On Sun, 31 Jul 2022, Chris Hofstaedtler wrote:
I can't see a difference that should matter from userspace. I have stared a bit at the kernel code... there have been quite some changes and fixes in this area. Which kernel version were you running when testing this? Could you retry on something >= 5.9? I.e. some version with patch 08fc1ab6d748ab1a690fd483f41e2938984ce353.
Dear Chris, I believe that I was running 5.10 (bullseye). It looks like 5.18 (from backports) does not show the issue! (i.e. works) Some more details: I have now tried again: host: linux-image-5.10.0-16-amd64 5.10.127-2 mdadm 4.2-1~bpo11+1 chroot: mdadm 4.1-11 Some more details: This time I did get some dmesg BUG output as well (attached). It does not seem to be the same backtrace on two occurances.
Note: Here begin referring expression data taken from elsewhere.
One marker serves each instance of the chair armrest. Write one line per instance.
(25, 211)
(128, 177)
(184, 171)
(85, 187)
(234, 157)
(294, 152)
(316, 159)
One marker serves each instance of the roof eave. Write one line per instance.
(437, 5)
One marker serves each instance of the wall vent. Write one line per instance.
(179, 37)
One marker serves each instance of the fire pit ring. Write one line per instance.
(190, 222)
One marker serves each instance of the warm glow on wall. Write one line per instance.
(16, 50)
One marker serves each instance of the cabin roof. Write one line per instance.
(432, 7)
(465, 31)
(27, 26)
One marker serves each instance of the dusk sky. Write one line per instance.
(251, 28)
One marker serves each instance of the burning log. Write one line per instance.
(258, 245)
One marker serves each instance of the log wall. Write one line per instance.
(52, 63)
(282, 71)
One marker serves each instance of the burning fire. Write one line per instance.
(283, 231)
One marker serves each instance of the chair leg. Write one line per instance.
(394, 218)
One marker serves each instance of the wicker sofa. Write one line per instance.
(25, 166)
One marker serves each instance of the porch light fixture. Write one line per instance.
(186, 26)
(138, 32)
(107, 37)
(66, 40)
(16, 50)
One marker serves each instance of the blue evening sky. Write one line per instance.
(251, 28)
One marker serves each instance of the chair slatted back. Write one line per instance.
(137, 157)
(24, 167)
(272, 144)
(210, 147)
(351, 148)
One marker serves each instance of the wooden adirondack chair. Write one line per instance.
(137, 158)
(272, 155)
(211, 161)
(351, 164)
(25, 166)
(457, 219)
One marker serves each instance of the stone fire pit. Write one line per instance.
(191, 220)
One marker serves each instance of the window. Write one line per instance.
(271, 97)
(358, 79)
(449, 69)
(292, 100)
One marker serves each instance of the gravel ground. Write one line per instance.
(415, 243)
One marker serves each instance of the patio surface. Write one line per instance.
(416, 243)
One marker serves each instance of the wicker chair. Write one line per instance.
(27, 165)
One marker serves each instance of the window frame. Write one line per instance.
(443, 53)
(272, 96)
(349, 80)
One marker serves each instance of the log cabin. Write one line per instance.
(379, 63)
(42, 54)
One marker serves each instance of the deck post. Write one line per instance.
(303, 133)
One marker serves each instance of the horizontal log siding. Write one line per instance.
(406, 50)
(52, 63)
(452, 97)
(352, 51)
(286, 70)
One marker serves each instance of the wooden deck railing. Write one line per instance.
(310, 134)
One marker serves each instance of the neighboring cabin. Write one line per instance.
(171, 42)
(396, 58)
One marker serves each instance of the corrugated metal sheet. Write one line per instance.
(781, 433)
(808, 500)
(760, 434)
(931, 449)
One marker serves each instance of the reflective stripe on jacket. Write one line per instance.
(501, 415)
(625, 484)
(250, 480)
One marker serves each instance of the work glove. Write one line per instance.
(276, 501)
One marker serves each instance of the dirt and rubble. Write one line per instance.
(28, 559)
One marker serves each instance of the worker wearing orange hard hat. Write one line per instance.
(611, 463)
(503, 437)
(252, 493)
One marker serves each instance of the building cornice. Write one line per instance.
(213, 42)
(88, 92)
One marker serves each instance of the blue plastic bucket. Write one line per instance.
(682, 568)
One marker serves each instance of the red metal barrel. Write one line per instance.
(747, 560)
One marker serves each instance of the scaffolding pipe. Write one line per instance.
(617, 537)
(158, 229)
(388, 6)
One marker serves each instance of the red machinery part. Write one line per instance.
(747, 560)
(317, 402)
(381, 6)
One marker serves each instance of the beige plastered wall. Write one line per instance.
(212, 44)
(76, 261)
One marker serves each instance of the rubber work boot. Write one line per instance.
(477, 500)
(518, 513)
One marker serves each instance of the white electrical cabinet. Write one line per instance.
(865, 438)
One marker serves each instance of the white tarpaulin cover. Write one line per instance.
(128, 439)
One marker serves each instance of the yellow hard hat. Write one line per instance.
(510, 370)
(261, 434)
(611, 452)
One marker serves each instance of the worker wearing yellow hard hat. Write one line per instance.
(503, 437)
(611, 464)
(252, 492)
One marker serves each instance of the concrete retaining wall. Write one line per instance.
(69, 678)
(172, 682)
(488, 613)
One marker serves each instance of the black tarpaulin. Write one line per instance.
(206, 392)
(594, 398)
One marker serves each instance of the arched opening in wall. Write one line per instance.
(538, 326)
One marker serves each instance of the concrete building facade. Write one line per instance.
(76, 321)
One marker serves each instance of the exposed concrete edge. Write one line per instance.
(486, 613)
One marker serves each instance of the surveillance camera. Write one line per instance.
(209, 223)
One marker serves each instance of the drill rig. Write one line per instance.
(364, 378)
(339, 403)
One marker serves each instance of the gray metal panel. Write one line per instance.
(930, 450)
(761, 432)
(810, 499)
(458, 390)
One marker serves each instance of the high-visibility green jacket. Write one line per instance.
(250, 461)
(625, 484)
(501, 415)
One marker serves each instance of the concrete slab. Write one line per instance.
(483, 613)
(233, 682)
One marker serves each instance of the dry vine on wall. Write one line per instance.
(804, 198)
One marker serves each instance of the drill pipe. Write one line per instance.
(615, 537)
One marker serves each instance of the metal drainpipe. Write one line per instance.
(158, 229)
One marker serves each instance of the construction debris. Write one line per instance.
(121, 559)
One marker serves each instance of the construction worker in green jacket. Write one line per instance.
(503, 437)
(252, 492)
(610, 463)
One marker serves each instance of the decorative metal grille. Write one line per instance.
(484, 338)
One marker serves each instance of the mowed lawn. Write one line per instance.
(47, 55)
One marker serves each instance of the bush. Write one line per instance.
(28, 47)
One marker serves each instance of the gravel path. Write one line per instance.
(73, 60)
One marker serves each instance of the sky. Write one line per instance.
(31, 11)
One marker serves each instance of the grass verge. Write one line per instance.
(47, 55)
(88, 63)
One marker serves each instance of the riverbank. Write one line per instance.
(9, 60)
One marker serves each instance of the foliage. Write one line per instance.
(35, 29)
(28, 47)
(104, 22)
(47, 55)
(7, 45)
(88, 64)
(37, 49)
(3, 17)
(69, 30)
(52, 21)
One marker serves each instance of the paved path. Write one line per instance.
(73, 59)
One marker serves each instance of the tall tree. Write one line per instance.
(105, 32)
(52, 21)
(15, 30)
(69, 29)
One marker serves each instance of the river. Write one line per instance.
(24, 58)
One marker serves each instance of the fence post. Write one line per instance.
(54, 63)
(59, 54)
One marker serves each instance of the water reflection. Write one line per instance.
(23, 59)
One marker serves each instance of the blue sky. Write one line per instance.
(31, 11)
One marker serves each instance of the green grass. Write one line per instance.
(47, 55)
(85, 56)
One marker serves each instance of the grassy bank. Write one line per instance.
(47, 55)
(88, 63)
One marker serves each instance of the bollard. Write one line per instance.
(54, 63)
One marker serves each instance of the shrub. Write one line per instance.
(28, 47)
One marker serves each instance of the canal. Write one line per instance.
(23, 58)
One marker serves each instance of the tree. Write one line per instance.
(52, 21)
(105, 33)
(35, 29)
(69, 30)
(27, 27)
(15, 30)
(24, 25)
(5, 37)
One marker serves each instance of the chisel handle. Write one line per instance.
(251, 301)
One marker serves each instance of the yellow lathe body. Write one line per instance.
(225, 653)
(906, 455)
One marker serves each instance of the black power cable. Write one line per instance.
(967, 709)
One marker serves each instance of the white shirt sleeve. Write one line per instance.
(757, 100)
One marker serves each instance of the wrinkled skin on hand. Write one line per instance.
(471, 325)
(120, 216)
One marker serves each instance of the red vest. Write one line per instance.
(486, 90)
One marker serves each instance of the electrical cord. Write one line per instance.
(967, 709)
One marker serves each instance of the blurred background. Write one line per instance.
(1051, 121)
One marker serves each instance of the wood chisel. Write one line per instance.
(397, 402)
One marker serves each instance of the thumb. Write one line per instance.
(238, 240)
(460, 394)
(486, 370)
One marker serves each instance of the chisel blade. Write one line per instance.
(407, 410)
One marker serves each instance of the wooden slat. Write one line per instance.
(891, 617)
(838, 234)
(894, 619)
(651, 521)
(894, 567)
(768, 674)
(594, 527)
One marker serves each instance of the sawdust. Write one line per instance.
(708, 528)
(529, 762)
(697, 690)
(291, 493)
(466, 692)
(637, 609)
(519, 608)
I also noticed that the BUG: report in dmesg does not happen directly when doing 'mdadm --examine --scan --config=partitions'. It rather occurs when some activity happens on the host filesystem, e.g. a 'touch /root/a' command. host: linux-image-5.18.0-0.bpo.1-amd64 5.18.2-1~bpo11+1 (did not re-install anything else, except upgraded zfs, also from backports (since pure bullseye would not compile with 5.18)) Does not exhibit the problem.I have tried with both kernels several times, and it was repeatable that 5.10 got stuck while 5.18 does not show issues.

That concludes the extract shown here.